Whatever* the process by which Jacob arrived at his conclusion, it remains the case that if his hypothesis were to be proved correct, the Flores hominins would not have any evolutionary significance. On the other hand, history tells us that similarly negative reactions have greeted other unexpected hominin fossils, such as the first Neandertals found in the 19th century and the first australopithecine in the early 20th century.

This well-written, entertaining book is both scholarly and accessible to the general public. Morwood and Oosterzee make the case that the Flores hominins occupy a unique position in human evolution. The authors counter some but not all of the evidence for microcephaly. Chapter 3 contains an interesting but short account of the faunal movements across Indonesia during the Pleistocene, especially with reference to the Wallace Line along the eastern edge of the Asian continental shelf, to the west of which are found Asiatic species, and to the east, mostly Australian ones. Oceanic barriers and climate change had an immediate impact on those movements. Morwood and Oosterzee subscribe to the belief that in the past, cooler periods coincided with reduced precipitation; however, present-day climatologists are predicting that in tropical environments, drier climates and loss of rain forest will be associated with global warming, not cooling. Which view is correct? The authors also rely on the now-outdated savanna hypothesis, which posited that early hominins evolved when the replacement of African forests by savanna grasslands made upright walking advantageous. In fact, evidence is increasing that early hominins evolved and lived for quite some time in woodland environments.

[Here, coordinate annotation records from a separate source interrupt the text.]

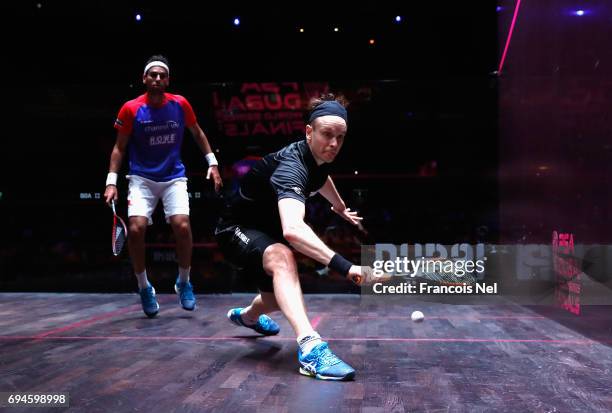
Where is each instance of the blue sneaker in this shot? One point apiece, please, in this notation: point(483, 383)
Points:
point(185, 292)
point(265, 325)
point(149, 302)
point(322, 364)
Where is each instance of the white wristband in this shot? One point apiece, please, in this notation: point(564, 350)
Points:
point(210, 158)
point(111, 179)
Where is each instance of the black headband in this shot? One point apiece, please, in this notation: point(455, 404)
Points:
point(329, 107)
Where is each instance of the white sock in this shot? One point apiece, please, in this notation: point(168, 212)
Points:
point(184, 274)
point(245, 318)
point(308, 341)
point(142, 280)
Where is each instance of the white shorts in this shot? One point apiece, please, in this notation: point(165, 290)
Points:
point(143, 195)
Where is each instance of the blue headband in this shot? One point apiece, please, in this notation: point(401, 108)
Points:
point(329, 107)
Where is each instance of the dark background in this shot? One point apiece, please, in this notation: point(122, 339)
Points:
point(446, 150)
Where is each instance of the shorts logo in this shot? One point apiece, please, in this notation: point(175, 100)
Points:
point(241, 236)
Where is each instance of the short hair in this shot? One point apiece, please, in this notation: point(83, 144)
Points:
point(157, 58)
point(314, 102)
point(327, 97)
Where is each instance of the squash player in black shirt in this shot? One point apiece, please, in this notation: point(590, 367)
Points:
point(264, 218)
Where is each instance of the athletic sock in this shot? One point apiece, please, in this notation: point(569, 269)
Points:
point(308, 341)
point(143, 282)
point(184, 274)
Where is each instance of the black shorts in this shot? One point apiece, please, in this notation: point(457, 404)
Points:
point(244, 247)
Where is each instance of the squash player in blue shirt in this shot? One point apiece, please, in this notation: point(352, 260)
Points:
point(150, 129)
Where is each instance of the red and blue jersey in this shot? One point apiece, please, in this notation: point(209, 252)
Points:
point(156, 135)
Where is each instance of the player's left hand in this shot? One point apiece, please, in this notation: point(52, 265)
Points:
point(347, 214)
point(214, 172)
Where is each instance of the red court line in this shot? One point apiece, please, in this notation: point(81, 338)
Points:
point(350, 339)
point(398, 317)
point(503, 59)
point(93, 320)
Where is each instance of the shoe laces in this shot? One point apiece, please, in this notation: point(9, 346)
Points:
point(264, 321)
point(186, 289)
point(326, 357)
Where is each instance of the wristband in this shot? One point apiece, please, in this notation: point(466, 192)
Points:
point(111, 179)
point(340, 264)
point(211, 159)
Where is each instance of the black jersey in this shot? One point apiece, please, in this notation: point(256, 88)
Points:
point(291, 172)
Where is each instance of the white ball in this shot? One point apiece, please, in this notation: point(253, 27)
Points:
point(417, 316)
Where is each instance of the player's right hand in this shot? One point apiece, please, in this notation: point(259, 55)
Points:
point(359, 275)
point(364, 275)
point(110, 194)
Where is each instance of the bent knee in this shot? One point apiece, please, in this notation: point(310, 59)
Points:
point(279, 259)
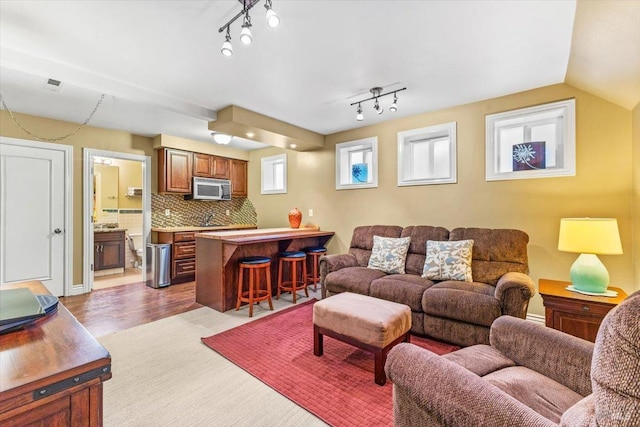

Scientists working in Asia have a natural tendency to assign greater importance to their fossils than to those found in Africa (as Eugène Dubois notoriously did with his 1891 discovery of Pithecanthropus erectus in Java). So it is unsurprising that Morwood and Oosterzee devote chapter 6 to showing that the genus Homo may have originated in Asia, rather than Africa as is generally believed. They claim that Homo ergaster in Africa had no known ancestry, and they assert that populations of hominins emigrating from Africa to Indonesia around 1.8 million years ago encountered "other" hominins already resident in eastern Europe and the Middle East. However, no information is provided (because none is yet available) as to the origin of these "other" hominins. And the evolutionary pedigree of ergaster is, in fact, well documented in the African fossil record, as indeed is acknowledged later in this book.

The Flores discovery, although it throws no light on this particular issue, opens up many new lines of inquiry as to the nature of human evolution. I am sure it will not be the last surprise to come in the ambitious project of investigating our origins.

* Editor's Note: This word replaces text in the printed review that left an impression unintended by the reviewer and the editors.